Em cima do pedestal veríamos uma espécie de deus hermafrodita com vastas tetas pendulares e murchas, seis ao todo, pênis médio porém grande, braços tonificados porém não muito musculosos, mãos calejadas porém macias - uma segurando uma espada, outra um pano de prato e outra (sim, outra) uma rosa. Esse deus é esbelto e não muito magro, tem uns músculos no peito por trás das tetas mas nada que indique se conferindo o dia todo no espelho, e está bem vestido porém não o tanto que indique que pensou demais no assunto.

As linhas da boca indicam ao mesmo tempo uma capacidade de ser cruel, com os outros, se necessário, e extrema doçura em relação à mulher - alguém diria, quase subserviência.

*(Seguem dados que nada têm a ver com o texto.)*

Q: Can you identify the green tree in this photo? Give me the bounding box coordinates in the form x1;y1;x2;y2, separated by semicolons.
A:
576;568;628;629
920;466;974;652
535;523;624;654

A linha do queixo indica firmeza, mas o olhar suaviza tudo: a 100 metros de distância, você consegue ver que os olhos da estátua são prestativos e atenciosos, como se eles estivessem eternamente perguntando em relação a qualquer decisão que acabou de tomar, "está bom assim pra você?". Ao mesmo tempo esses olhos são inegavelmente titânicos, decididos, imperiais.

Tudo que temos de fazer é contratar mulheres para construir essa estátua, ou pelo menos para fazer um desenho dela. Prevejo que não vão fazer muito mais do que um dedo ou um pé antes de parar tudo - dando em seguida um tapão coletivo nas próprias testas ao perceber, pela primeira vez, a impossibilidade da coisa toda.